The reason for my pessimistic outlook is that whatever 'deal' is agreed now has to be ratified by all the member states of the EU. It has to be unanimous and I can think of at least four countries off the top of my head who won't be keen to give the UK anything that resembles a good deal because it would be committing political suicide for them domestically. Poland, Greece, even Spain and Italy aren't exactly eneamoured with us or the way our media have portrayed their citizens. Any government in those four nations that gets seen as helping the UK in any way can say goodbye to power pretty much instantly. It only needs ONE of them to say no and we're out of the EU with no deal in place. Once we ARE gone any kind of trade deal would be hard to get at best.
France and Germany have enough influence on the other member states to swing any deal, however it would have to be a deal the big two EU economies want and unfortunately the whole premise of Brexit goes against their core objective of creating a federation of countries that would collectively be able to compete with the economic superpowers of the USA and China. In that respect I don't believe a deal is impossible as Norway has already got a deal outside the EU.

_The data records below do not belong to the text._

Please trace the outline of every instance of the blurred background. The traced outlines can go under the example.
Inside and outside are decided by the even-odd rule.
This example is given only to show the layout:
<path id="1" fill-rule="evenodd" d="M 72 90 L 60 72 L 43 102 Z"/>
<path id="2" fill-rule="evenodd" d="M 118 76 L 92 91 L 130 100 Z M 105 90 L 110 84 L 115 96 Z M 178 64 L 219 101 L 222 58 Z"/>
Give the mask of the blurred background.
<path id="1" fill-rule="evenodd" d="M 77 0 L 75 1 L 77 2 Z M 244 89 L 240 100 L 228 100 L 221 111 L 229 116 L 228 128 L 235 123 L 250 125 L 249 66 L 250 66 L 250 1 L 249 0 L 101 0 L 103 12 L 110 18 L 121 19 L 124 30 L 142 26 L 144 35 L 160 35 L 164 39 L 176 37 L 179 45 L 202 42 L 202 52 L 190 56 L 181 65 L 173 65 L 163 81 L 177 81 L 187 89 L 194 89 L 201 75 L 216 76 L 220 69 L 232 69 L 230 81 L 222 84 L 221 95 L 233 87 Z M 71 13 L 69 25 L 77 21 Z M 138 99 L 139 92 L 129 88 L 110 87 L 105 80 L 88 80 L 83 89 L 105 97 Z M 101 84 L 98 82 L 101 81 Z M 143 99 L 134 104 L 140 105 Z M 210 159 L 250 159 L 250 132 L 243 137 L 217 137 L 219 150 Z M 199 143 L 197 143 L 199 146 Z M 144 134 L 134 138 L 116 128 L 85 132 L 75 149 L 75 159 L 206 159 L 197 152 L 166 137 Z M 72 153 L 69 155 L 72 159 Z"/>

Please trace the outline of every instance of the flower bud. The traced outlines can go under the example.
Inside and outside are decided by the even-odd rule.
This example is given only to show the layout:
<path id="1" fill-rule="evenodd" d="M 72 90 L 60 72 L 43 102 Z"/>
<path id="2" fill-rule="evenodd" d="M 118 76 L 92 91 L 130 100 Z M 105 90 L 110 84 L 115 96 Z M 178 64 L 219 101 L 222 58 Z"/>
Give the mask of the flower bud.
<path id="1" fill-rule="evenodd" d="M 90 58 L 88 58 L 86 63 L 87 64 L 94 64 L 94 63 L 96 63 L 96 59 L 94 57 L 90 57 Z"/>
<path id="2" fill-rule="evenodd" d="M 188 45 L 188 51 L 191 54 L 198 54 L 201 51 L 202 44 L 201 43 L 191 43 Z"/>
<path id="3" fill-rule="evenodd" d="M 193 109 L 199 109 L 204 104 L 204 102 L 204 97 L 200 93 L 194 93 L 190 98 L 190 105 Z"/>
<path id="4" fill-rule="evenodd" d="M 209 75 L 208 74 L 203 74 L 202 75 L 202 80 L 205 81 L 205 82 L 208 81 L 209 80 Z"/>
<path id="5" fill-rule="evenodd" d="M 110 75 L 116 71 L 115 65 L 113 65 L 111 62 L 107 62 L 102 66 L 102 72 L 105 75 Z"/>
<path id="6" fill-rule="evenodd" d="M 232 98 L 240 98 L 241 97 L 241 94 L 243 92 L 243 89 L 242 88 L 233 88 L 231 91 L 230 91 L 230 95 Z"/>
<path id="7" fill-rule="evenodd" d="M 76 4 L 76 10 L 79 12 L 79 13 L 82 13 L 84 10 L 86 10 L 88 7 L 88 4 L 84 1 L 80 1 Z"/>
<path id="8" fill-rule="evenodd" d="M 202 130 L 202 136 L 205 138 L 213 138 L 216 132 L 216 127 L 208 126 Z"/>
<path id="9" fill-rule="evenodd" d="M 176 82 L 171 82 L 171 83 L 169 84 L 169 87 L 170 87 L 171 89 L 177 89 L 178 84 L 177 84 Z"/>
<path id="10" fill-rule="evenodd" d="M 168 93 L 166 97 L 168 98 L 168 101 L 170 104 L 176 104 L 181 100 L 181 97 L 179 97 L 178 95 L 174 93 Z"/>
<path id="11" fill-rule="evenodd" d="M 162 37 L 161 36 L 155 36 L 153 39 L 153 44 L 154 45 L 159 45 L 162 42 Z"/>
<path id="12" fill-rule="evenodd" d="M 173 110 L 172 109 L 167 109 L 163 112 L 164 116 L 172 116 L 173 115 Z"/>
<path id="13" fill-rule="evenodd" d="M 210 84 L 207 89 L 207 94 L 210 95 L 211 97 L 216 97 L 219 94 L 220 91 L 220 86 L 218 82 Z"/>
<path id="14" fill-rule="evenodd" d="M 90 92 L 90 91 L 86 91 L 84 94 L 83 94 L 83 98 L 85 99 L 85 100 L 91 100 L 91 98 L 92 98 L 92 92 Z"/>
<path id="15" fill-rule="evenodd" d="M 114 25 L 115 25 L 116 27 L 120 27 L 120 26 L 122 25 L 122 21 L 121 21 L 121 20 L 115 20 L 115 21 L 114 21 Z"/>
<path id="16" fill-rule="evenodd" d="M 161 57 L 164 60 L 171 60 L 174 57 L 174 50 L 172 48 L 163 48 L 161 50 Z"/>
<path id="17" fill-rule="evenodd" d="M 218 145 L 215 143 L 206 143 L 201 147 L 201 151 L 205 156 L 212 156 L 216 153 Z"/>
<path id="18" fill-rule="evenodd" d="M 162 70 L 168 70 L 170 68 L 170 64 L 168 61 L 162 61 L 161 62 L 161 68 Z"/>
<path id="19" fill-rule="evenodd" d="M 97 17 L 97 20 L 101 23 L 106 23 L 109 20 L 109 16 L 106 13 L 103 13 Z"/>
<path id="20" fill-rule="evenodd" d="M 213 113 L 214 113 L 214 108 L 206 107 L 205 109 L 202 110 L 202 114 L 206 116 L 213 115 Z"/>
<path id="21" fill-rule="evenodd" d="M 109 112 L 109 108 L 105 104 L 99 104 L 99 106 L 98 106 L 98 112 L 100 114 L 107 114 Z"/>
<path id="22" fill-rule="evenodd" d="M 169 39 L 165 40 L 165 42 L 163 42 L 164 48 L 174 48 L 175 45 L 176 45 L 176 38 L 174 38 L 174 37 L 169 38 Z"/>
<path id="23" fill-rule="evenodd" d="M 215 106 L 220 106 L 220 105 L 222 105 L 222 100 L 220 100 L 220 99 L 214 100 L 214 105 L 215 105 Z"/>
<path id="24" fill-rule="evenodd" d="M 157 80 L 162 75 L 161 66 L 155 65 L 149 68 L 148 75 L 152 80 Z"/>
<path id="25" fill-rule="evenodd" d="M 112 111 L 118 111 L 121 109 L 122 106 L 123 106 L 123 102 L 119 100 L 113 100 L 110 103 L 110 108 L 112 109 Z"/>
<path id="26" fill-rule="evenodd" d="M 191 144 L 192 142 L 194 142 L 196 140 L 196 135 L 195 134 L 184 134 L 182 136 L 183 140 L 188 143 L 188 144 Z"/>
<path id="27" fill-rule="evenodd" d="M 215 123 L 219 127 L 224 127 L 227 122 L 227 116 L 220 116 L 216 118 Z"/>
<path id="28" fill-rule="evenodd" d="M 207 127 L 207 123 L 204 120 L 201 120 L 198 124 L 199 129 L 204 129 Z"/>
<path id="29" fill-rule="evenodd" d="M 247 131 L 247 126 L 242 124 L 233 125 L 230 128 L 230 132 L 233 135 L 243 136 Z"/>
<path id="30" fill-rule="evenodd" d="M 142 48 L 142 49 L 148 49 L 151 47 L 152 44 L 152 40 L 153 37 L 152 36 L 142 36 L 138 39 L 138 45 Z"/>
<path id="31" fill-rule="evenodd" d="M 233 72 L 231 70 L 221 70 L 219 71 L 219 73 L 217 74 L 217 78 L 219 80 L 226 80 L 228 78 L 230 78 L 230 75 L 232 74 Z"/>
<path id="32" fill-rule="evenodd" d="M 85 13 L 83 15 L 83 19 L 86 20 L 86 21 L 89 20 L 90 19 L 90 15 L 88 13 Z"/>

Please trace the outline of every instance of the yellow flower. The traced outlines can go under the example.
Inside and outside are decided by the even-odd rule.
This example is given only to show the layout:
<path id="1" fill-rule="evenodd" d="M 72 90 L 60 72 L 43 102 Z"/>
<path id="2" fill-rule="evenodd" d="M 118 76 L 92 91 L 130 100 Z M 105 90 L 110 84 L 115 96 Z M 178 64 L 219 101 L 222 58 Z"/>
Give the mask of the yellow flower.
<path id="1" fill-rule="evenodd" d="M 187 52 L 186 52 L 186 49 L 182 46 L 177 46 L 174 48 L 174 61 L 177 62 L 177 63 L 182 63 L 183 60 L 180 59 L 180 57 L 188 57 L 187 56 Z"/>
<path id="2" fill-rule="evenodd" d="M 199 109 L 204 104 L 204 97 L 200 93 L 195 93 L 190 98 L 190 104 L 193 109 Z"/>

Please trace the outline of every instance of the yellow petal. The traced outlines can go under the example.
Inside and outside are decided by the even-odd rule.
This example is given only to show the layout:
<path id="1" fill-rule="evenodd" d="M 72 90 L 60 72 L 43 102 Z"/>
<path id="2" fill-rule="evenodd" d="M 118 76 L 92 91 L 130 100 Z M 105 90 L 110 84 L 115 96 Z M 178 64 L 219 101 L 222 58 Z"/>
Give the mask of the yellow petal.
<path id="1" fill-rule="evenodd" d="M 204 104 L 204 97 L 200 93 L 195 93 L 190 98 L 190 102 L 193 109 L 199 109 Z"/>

IMO the biggest obstacle is our own government who are blindly ignoring the likely outcomes in order to curry political favour with what is now a minority of people who support Brexit.
They are not only burying their head in the sand and ignoring expert advice - including that coming from within their own party - but going to great lengths to discredit anyone who flags up the dangers ahead.
Liam Fox's argument is on the lines of "it might rain and we have no shelter but that doesn't necessarily mean we'll get wet as technically speaking all the raindrops could miss us."